Can anyone point me to a good link (or advice) on image dimensions vs. actual print sizes. What I mean is, how the actual each photo will be cropped with regard to each individual print size?

I did some test prints yesterday, and I was a little disappointed that depending on the print dimensions, my shots had about 5 or 10% of the top and bottom cut off, or the edges. 

Is there a preferred image size? Do you limit the prints sizes available to clients to avoid screwing up (cropping) your work?

My D300 takes originals at 2848 x 4288. 

Thanks,

dan


----------



## Big Mike (May 7, 2009)

It's just a matter of simple ratios.  

The common print sizes do not have the same aspect ratios, so there will need to be cropping for those different sizes.  Most DSLR cameras shoot with a native ratio of 2:3, good for 4x6 or 8x12 prints...but there will be cropping for 5x7 or 8x10 prints.

So are you asking about size files to give the clients?

I think the common practice is to give them 2:3 files, but leaving enough 'space' in the photos for 8x10 cropping.


----------



## KmH (May 7, 2009)

You might google 'aspect ratio". I think Wikipedia.org has a fairly good writeup on aspect ratio too.
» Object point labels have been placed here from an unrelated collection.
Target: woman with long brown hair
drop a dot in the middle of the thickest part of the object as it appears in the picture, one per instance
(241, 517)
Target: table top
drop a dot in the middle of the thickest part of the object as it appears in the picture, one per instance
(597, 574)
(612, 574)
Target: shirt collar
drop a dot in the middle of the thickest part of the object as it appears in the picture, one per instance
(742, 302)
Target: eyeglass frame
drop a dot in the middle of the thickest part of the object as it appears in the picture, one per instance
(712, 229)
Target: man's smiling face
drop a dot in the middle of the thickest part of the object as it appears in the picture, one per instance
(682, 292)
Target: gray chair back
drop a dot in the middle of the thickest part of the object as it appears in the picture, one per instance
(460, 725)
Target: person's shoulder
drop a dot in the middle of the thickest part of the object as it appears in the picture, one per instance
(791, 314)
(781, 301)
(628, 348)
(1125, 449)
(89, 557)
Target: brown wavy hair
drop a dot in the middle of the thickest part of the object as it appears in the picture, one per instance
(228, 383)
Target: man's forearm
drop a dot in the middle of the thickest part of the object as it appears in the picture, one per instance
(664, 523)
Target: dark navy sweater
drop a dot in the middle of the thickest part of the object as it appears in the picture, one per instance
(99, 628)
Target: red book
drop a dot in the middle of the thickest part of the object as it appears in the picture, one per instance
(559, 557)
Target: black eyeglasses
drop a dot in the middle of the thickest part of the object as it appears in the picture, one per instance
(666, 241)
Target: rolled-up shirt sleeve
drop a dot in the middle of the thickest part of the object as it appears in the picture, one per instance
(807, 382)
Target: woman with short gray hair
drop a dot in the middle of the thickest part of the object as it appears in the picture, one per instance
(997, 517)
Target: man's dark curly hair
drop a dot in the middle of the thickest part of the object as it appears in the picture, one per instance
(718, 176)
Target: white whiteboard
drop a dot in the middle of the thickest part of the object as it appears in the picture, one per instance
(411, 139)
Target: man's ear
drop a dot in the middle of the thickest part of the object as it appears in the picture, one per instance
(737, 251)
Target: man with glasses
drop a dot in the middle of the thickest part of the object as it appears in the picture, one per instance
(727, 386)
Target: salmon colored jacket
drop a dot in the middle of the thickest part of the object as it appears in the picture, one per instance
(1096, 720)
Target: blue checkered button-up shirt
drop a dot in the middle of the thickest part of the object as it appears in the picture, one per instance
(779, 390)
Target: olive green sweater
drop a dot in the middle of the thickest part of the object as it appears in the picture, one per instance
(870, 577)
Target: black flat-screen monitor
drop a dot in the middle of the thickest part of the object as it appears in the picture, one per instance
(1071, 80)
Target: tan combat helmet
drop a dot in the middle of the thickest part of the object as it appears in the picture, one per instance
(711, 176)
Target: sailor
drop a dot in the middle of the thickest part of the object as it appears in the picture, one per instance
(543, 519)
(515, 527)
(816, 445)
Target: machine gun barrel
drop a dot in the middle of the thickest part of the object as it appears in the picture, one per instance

The most common image aspect ratios are 2:3, 4:5 and 5:7. The ratio is the short side to the long side of the image. In the 2:3 aspect ratio the long side is 3 units, the short side is 2 units. Expressed another way, the long side is always 1.5 time the short side. 4:5 the long side is 1.25 times the short side and 5:7 the long side is 1.4 times the short side.



2:3

4x6
6x9
8x12
10x15
16x24
20x30
24x36
4:5

8x10
16x20
5:7

Wallets
5x7
10x14
20x28
There are some other aspect ratios out there like 1:1 which is square.

The issue of image size to actual print size refers to output resolution which is expressed as pixels per inch (ppi). Output resolution is only valid when it is used relative to the linear dimensions of an image.

Your cameras output size, 2848 x 4288 is not a linear dimension (like inches) it is a spatial dimension (pixels). There is no standard pixel size.


----------



## ANDS! (May 7, 2009)

Doing too much work.  If you are using Photoshop, simply set the dimensions of your crop tool to your printers output and then crop as needed (making sure to keep the desired DPI).  No need to remember rations of sides and all that wonky nonsense.


----------



## Dwig (May 7, 2009)

KmH said:


> ... Your cameras output size, 2848 x 4288 is not a linear dimension (like inches) it is a spatial dimension (pixels). There is no standard pixel size.



Quite true, but ...

... all common digital images use square pixels and all common sensors use square photosites. Thus, the pixel "dimensions"  of your image can be used to determine the aspect ratio of your image. The 2848x4288 mentioned has a 2:3 aspect ratio.

When dealing with borderless prints you also have to keep in mind that it is MANDITORY for the printer to spill some image past the edge of the print to allow for minor tracking errors as the paper moves through the printer. As a result, there will be some cropping on all edges even when you match the image and print aspect ratios. My HP B9180 "crops" about 2-4% of the image by linear measure.


----------